Conditions for a z test about a proportion | AP Statistics | Khan Academy
- [Instructor] Jules works on a small team of 40 employees. Each employee receives an annual rating, the best of which is exceeds expectations. Management claimed that 10% of employees earn this rating, but Jules suspected it was actually less common. She obtained an anonymous random sample of 10 ratings for employees on her team. She wants to use the sample data to test her null hypothesis that the true proportion is 10% versus her alternative hypothesis that the true proportion is less than 10%, where p is the proportion of all employees on her team who earned exceeds expectations.
Which conditions for performing this type of test did Jules' sample meet? And when they're saying which conditions, they are talking about the three conditions: the random condition, the normal condition, and we've seen these before, and the independence condition.
So I will let you pause the video now and try to figure this out on your own, and then we will review each of these conditions and think about whether Jules' sample meets the conditions that we need to feel good about some of our significance testing.
All right, now let's work through this together. So let's just remind ourselves what we're going to do in a significance test. We have our null hypothesis. We have our alternative hypothesis. What we do is we look at the population. The population size, there's 40 employees on staff at this company. We take a sample, in Jules' case she took a sample size of 10, and then we calculate a sample statistic, in this case it is a sample proportion which is equal to, let's just call it p hat sub one.
And then we want to calculate a p-value. And just as a bit of review, a p-value is the probability of getting a result at least as extreme as this one if we assume our null hypothesis is true. And in this particular case, because she suspects that not 10% are getting the exceeds expectations, this would be the probability of your sample statistic being less than or equal to the one that you just calculated for a sample size of n equals 10, given that your null hypothesis is true.
And if this p-value is less than your predetermined significance level, maybe that's 5% or 10%, but you'd want to decide that ahead of time, then you would reject your null hypothesis because this, the probability of getting this result, seems pretty low, in which case it would suggest the alternative.
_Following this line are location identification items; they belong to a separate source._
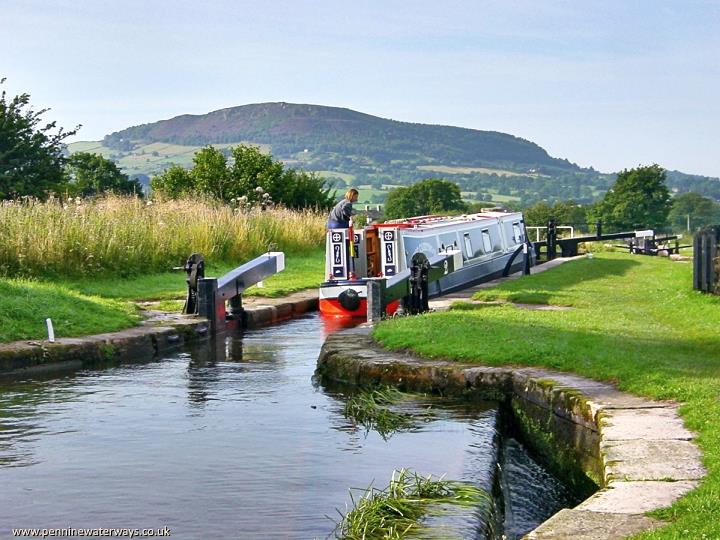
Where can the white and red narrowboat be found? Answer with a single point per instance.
(486, 242)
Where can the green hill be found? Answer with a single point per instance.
(353, 148)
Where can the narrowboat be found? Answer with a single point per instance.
(482, 244)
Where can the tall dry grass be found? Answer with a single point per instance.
(125, 235)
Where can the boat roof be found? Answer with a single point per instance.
(440, 221)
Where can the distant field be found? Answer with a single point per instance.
(346, 177)
(504, 198)
(468, 170)
(366, 192)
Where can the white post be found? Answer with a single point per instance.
(51, 331)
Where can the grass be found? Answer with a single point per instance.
(86, 263)
(635, 322)
(370, 409)
(302, 271)
(97, 305)
(446, 169)
(24, 306)
(121, 236)
(394, 512)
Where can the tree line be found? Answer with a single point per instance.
(33, 162)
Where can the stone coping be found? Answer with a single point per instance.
(156, 335)
(648, 459)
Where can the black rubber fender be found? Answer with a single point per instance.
(349, 299)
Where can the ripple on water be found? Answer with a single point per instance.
(230, 438)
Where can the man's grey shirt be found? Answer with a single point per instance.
(342, 211)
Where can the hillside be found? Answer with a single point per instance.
(353, 148)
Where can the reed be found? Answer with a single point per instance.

But then if the p-value is not less than this, then you wouldn't be able to reject the null hypothesis.
But the key thing, and this is what this question is all about, in order to feel good about this calculation, we need to make some assumptions about the sampling distribution. We have to assume that it's reasonably normal, that it can actually be used to calculate this probability, and that's where these conditions come into play.
The first is the random condition, and that's that the data points in this sample were truly randomly selected. So pause this video. Did she meet the random condition? Well, it says she obtained an anonymous random sample of 10 ratings of employees on her team. They don't say how she did it, but we'll take their word for it that it was an anonymous random sample, so she meets the random condition.
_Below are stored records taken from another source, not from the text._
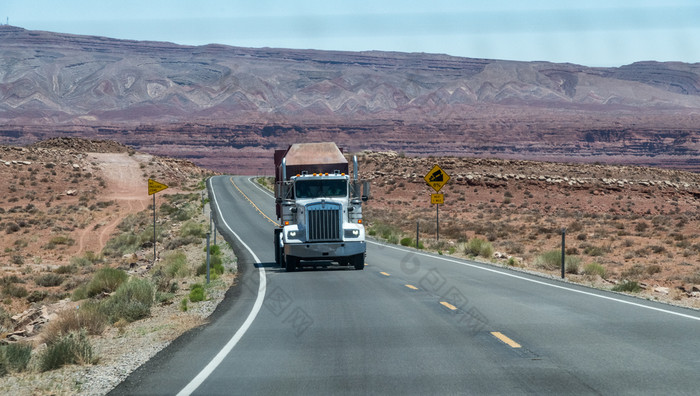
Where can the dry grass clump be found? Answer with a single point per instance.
(88, 317)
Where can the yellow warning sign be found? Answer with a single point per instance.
(436, 178)
(154, 187)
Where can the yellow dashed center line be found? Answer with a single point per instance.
(505, 339)
(448, 305)
(254, 205)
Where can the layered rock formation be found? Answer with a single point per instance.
(229, 107)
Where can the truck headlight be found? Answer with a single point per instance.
(352, 233)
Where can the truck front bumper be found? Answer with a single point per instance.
(324, 251)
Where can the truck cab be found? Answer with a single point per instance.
(320, 216)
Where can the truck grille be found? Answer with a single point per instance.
(323, 222)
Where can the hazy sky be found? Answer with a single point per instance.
(592, 32)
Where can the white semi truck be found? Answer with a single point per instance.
(319, 207)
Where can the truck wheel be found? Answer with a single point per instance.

Now what about the normal condition? The normal condition tells us that the expected number of successes, which would be our sample size times the true proportion, and the number of failures, sample size times one minus p, need to be at least equal to 10. So they need to be greater than or equal to 10.
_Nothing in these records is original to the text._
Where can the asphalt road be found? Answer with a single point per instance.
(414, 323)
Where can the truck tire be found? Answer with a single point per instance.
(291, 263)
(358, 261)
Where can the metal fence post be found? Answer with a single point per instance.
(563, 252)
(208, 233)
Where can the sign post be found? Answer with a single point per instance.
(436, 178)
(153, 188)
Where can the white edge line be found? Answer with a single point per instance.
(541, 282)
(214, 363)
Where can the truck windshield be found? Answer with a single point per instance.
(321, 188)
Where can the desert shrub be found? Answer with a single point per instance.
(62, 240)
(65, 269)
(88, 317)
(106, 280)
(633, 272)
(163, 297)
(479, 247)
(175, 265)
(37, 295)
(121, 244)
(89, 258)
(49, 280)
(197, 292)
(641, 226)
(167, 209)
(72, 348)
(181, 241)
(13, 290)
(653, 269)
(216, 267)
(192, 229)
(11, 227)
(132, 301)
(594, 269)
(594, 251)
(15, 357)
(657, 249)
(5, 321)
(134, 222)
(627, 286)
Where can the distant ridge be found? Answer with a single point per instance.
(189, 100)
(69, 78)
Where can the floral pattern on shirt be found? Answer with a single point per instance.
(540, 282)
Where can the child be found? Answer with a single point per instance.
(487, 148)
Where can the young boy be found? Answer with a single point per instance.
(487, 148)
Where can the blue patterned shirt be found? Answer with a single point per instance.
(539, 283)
Now what are they for this particular scenario? Well, n is equal to 10, and our true proportion, remember we're going to assume when do the significance test, we assume the null hypothesis is true, and the null hypothesis tells us that our true proportion is 0.1. So this is 0.1, this is one minus 0.1 which is 0.9. Well, 10 times 0.1 is one, so that's not greater than or equal to 10.
So just off of that, we don't meet the normal condition. But even the second one, 10 times 0.9 is nine. That's also not greater than or equal to 10, so we don't meet this normal condition. We can't feel good that the sampling distribution is roughly normal, which we normally assume when we're trying to make this type of calculation.
And then last but not least, independence. Independence is to feel good that each of the data points in your sample are independent. The results of whether they are a success or a failure is independent of each other. Now if she was surveying these people with replacement, if each data point was with replacement, you would definitely meet this independence condition.
But she didn't do it with replacement, but there's another way to go about it. You could use your 10% rule. If your sample size is less than 10% of the population size, then it's okay, it's considered roughly okay, that you didn't do it with replacement. But her sample size here is 25%, clearly greater than 10%, and so she does not meet the independence condition either.
And so if she went and tried to calculate this, assuming a indicative sampling distribution that is roughly normal, I would not feel so good about her results 'cause she didn't meet two of these three conditions.